The male beauty contest judged by women
- 20 January 2011
- From the section Africa
Make-up, flirting, bling outfits. But this beauty contest has a twist - the men dress up, the women pick the winners. What does the Wodaabe people's pageant tell us about male beauty?
Tall, slim, facial symmetry and good teeth - this could be the universal tick list of a beauty pageant judge.
And when the contestants are men, their faces painted with red, white and yellow clay, the aesthetic holds true.
These unusual beauty contests, known as Gerewol, celebrate the fertility the rains bring to the parched edge of the Sahara. Filmed for the BBC's Human Planet, Niger's Wodaabe men decorate their faces and dance for hours to impress female judges - who may take them as lovers.
Lipstick and beads may be associated with femininity in Western eyes, but the ceremonial costumes aim to emphasise male beauty:
- Tall and athletic: Ostrich plumes and pompoms emphasise height
- Narrow face: Decorated with red ochre
- Wide eyes: Black eyeliner made from charred egret bones
- Facial symmetry: Enhanced with black, yellow and white patterns
- Aquiline nose: White clay arrow stripe to look more streamlined
- Long braids and cowrie shells: Symbolise fertility and wealth
- White and regular teeth: Bared and emphasised with black lipstick
- Good dancer: Beaded necklaces and bodices jangle against chest in time to the beat
The colours used are symbolic too, says Mette Bovin, a Danish anthropologist who has worked with the Wodaabe since the 1970s.
Red ochre, which coats the face, is associated with blood and violence and so only used on special occasions. Yellow clay, used by some dancers to paint patterns on the face, is the colour of magic and transformation.
And black, to darken lips and emphasise eyes, is a favourite hue, partly because it is the opposite of white - the colour of loss and death, says Bovin in her book Nomads Who Cultivate Beauty.

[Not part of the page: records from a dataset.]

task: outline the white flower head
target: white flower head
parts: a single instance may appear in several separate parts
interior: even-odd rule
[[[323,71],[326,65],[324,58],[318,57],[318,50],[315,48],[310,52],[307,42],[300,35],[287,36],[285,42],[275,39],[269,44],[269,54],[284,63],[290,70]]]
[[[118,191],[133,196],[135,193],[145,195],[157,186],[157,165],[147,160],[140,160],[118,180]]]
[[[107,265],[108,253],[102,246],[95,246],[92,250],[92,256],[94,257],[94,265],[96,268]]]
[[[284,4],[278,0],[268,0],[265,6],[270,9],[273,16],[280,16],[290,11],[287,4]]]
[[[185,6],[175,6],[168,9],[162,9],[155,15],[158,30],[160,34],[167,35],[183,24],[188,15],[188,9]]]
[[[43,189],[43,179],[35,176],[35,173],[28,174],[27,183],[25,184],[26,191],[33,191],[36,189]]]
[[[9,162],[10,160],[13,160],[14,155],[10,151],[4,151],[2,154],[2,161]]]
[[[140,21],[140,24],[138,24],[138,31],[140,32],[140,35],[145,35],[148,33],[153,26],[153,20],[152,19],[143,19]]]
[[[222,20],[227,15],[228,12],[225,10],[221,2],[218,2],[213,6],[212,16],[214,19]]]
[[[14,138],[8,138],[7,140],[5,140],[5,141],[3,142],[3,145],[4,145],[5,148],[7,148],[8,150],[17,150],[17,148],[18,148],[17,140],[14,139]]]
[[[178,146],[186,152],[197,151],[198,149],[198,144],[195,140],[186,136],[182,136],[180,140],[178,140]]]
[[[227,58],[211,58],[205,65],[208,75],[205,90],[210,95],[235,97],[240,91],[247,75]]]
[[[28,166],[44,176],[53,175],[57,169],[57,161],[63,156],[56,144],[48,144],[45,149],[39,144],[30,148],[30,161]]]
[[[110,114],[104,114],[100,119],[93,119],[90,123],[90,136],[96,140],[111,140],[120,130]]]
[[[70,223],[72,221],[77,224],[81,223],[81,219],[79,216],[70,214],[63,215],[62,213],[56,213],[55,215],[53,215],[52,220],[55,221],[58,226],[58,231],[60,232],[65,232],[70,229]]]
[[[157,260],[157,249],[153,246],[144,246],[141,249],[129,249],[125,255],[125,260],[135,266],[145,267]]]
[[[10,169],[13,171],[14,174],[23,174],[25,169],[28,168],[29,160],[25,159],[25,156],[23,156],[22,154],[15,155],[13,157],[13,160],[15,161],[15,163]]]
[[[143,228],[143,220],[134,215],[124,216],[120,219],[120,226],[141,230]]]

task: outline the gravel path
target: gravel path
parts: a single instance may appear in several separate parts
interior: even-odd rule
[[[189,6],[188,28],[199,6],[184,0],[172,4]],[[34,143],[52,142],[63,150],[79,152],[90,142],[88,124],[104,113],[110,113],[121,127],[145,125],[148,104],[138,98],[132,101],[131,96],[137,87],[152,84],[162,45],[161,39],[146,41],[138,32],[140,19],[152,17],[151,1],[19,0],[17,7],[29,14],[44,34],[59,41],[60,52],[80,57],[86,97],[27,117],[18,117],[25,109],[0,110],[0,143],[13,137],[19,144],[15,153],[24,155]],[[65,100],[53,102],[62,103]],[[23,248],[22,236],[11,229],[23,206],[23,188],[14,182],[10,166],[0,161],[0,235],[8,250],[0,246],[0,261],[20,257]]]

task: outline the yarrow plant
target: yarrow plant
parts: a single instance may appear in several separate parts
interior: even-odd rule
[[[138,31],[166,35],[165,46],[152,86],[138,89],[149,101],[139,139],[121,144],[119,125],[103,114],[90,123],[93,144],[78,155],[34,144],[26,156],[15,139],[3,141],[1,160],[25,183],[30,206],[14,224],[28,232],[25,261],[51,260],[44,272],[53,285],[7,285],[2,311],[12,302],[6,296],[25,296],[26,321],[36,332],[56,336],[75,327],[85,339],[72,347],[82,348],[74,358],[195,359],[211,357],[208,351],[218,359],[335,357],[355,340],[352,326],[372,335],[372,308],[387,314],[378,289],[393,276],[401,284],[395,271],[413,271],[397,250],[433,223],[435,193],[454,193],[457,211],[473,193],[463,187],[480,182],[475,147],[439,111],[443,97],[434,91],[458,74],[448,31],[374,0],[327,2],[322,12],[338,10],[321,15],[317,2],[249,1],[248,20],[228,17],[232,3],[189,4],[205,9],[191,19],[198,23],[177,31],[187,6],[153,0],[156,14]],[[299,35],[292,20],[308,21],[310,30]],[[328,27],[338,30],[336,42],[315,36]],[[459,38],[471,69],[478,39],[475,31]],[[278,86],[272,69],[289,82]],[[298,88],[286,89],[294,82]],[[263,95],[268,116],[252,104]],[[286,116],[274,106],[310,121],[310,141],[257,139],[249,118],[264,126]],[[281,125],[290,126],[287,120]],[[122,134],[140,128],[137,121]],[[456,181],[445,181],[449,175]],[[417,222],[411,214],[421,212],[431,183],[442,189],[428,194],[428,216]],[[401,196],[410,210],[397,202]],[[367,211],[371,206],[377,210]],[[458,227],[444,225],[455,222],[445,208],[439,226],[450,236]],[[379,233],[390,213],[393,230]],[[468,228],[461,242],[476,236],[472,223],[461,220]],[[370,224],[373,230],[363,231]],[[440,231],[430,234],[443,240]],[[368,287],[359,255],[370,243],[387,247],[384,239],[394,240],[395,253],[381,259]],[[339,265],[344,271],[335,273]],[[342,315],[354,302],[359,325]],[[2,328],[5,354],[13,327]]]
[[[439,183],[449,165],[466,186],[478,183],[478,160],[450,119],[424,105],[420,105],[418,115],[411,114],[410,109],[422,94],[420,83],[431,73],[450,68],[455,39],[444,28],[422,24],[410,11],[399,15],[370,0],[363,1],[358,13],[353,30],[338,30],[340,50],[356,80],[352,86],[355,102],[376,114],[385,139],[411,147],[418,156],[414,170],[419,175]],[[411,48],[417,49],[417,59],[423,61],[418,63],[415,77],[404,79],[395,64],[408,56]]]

Adding to the black lipstick's significance, it is made from the charred bones of the cattle egret, a bird the Wodaabe associate with "expressivity", says Bovin. "To have charm - that is to have expressivity and charisma - is highly valued in a young man."
The dance moves emulate the poise of the egret, and the men sing by vibrating lips painted with this "bird-lipstick", as Bovin describes it.
And the prize? Each judge chooses her champion and may take him as her lover - even if both already have partners - and the winners are celebrated for years to come. Nor is the potential for match-making limited to judges and winners.
"You dance Gerewol to try to win a lover, even if it means stealing someone's wife," says contestant Djao, who met second wife Tembe at a previous Gerewol. "You can marry her, or have a fling with her."
She, too, is on the look-out. "I've spotted three men here that I like."
No stigma is attached to setting aside one's marriage vows at Gerewol whether temporarily or permanently, says Human Planet director Tuppence Stone.
"The initial marriages in Wodaabe culture are arranged when the bride and groom are very young, so Gerewol is the chance for a love match," she says. This is not a polygamous culture - marrying a new partner means leaving the old.
Drought, conflict and, more recently, insurgency from al-Qaeda's North African offshoot means this traditional celebration is rarely practised - except at tourist hotels in eastern Niger, where Wodaabe troops may demonstrate the dances.
For the clans filmed by the BBC, who live in small, nomadic groups on the borders of Chad and Niger, it was their first Gerewol after six years of drought. Only when there is enough water to support several hundred people in one place do the normally isolated Wodaabe gather.